It had been arranged that we should go to San Gabriel late in the afternoon of Christmas Day.

As the time approached for our departure, I grew more reluctant to leave the ranch. I was still loath to submit to the restraints of a hotel. Had I dared, I would have abandoned the visit. It irritated me to submit heroically to exile from Paradise, but there now seemed no alternative.

The little valise had been packed for hours; the precious evening frock safely folded away in its scented wrappings, together with little bits of finery to be worn at the hotel. Mariposilla, radiant and expectant, counted the moments which delayed our departure.

Even the grandmother was now comfortably restored, having awakened from her long sleep fresh and docile.

No vestige of excuse remained to justify a change in our plans. An ordained agreement of trifles appeared conspiring with Fate.

As we bade farewell to the Doña Maria, I found it impossible to resist the unhappy presentiments which thronged our departure.

When we drove away with Sidney and passed between the great century plants, a sudden fear seized my vacillating will. I knew in an instant that I dreaded the possible consequences of what I had undertaken.

In the front seat of the trap, with Sidney, sat Mariposilla, transformed by excessive happiness and conventional garb into another creature. Never again would she be the child she had been even that same morning, when she had romped upon the Bermuda grass with Marjorie, flushed with pleasure over her Christmas trifles. Now another flush was upon her cheeks, another light shone in her eyes; for, even as I looked, Mariposilla had bidden farewell forever to the restraints of her simple, beautiful childhood.

Had I created a scene by turning back in our journey into the world, it is hardly possible that I could have obviated the difficulties of Mariposilla's emancipation from the life she had determined to escape.

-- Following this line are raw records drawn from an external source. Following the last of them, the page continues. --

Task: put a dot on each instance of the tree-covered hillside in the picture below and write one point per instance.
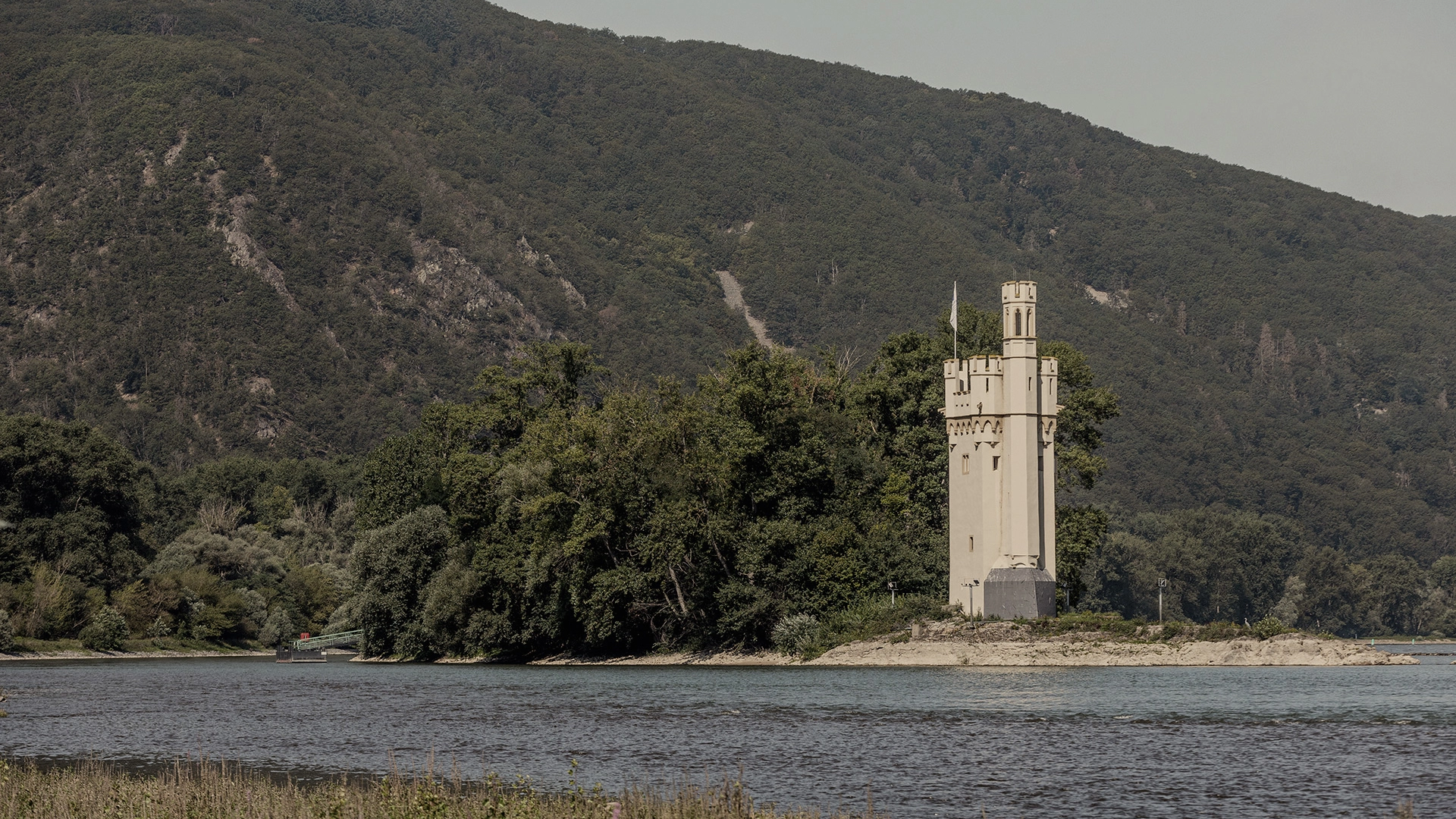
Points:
(284, 228)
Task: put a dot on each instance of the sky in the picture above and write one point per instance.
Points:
(1357, 98)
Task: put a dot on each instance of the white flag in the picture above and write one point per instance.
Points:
(956, 308)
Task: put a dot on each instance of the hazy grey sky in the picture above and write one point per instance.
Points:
(1357, 98)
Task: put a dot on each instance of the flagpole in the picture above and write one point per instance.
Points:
(956, 321)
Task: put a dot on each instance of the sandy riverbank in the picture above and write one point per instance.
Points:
(158, 654)
(999, 645)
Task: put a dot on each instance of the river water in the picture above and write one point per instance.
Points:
(927, 742)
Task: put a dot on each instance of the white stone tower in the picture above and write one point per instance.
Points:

As I continued to face the responsibilities of her case I grew more tranquil. I reasoned that it was perhaps best not to resist the unmistakable leadings of Fate, which seemed to point to a destiny for the girl different from the one desired by the Doña Maria. Her remarkable beauty, the truly good blood which ran in her veins, to say nothing of her laudable ambition and determination not to accept a husband dictated by the priest or her relatives, justified me in the belief that she had outgrown the old life, which was now each day growing more and more intolerable.